In realtà gli elementi si trovano già nell’Accordo Collettivo nazionale dei medici di base del 17 maggio 2022 che la Regione Veneto si limita a richiamare. L’Acn 2022 prevede infatti che i medici di famiglia siano tenuti, previo accordo a livello regionale, ad aderire alle Aft, Aggregazioni funzionali territoriali, a loro volte chiamate a garantire l’assistenza primaria 24 ore su 24 per 7 giorni su 7 alla popolazione.
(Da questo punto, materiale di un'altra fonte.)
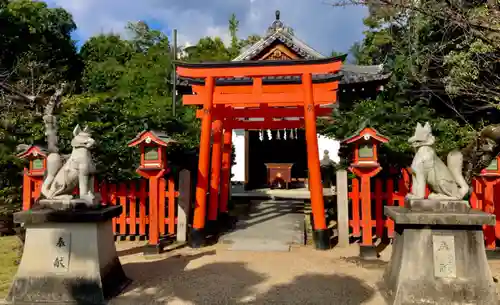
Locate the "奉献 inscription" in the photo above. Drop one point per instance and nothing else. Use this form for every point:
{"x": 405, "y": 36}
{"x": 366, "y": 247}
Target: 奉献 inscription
{"x": 60, "y": 259}
{"x": 444, "y": 256}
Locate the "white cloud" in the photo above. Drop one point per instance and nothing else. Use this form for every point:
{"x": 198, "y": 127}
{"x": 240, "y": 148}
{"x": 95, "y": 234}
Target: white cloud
{"x": 324, "y": 27}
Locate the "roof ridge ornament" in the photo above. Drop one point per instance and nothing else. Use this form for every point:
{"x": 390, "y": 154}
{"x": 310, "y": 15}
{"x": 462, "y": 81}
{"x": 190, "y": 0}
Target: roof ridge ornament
{"x": 278, "y": 26}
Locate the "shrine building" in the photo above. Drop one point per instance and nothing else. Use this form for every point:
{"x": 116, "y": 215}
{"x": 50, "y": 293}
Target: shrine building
{"x": 266, "y": 102}
{"x": 256, "y": 148}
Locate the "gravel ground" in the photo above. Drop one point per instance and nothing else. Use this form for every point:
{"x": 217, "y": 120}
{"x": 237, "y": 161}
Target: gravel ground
{"x": 214, "y": 275}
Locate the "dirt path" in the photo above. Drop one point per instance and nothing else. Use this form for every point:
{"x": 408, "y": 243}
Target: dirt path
{"x": 216, "y": 276}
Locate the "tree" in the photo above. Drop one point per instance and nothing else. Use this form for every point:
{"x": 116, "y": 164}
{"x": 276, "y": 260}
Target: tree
{"x": 207, "y": 49}
{"x": 422, "y": 49}
{"x": 37, "y": 54}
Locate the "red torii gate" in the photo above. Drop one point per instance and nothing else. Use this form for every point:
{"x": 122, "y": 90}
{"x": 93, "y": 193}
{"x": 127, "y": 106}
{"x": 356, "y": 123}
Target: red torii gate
{"x": 228, "y": 104}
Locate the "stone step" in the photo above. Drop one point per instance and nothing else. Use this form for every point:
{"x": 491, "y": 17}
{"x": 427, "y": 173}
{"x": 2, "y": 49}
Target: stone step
{"x": 259, "y": 245}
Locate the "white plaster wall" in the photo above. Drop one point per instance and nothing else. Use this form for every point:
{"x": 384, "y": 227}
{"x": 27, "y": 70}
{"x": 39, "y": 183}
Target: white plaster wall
{"x": 238, "y": 169}
{"x": 331, "y": 145}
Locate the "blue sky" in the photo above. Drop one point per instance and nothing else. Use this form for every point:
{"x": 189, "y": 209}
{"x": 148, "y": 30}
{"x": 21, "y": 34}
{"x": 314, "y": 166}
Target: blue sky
{"x": 322, "y": 26}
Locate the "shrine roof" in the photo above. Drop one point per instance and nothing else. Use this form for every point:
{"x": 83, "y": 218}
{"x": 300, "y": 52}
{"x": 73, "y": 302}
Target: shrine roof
{"x": 159, "y": 137}
{"x": 24, "y": 150}
{"x": 279, "y": 32}
{"x": 348, "y": 74}
{"x": 365, "y": 130}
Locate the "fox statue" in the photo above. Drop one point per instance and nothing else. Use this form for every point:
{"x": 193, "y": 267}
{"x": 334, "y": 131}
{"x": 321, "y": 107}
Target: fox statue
{"x": 78, "y": 170}
{"x": 445, "y": 181}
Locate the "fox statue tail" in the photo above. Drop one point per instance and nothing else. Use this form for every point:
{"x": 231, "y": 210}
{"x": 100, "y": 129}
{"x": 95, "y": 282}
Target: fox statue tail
{"x": 455, "y": 162}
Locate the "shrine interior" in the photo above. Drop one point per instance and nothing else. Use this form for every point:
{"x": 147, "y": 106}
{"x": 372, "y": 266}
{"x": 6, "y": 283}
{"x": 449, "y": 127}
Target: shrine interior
{"x": 262, "y": 150}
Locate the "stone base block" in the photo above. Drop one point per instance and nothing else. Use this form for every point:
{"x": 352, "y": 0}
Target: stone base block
{"x": 438, "y": 255}
{"x": 68, "y": 258}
Si tratta di forme organizzative monoprofesisonali, nelle quali cioè ogni medico lavora ancora per sé, con i propri pazienti, risorse e competenze. La delibera precisa tuttavia che le Aft “afferiscono alla forma organizzativa multiprofessionale (UCCP) individuata per ogni Casa della Comunità hub del territorio di riferimento”. Anche qui niente di veramente nuovo sotto il sole: di Aft e Uccp si parla fin dal decreto Balduzzi del 2012. La vera novità, se vogliamo, è che ora tali forme organizzative devono poter funzionare.
Nelle Case della Comunità l’assistenza di base e le cure primarie vengono pertanto garantite attraverso le Aft, le quali sono dimensionate per un bacino di popolazione di massimo 30 mila abitanti. La delibera stabilisce inoltre che le Case della Comunità debbano essere dotate di assistente di studio per garantire accessibilità programmata a breve e medio termine, la gestione di agende e la collaborazione ad iniziative di presa in carico proattiva e di medicina di popolazione. Dovranno disporre di spazi per ospitare ambulatori infermieristici per la gestione integrata delle cronicità (infermiere di comunità) e per la risposta ai “bisogni occasionali” della popolazione. Dovranno, non da ultimo, essere dotate di “strumenti utili alla diagnostica di primo livello”, che saranno messi a disposizione del medico di medicina di generale.
Sulla carta tutto molto stimolante, tuttavia nel testo della Regione Veneto non è chiara la dotazione di personale infermieristico per le Case di Comunità Hub che invece viene espressamente prevista nella normativa nazionale. L’assistenza infermieristica sembra pertanto essere garantita solo in caso di disponibilità di risorse finanziarie e di personale.
Appaiono molto generici anche i riferimenti alle cure domiciliari nonché quelli all’assistenza specialistica, due passaggi cruciali per riuscire a dare un servizio ben calibrato ai pazienti evitando estenuanti code ai pronto soccorso o infine attese al telefono con il Cup.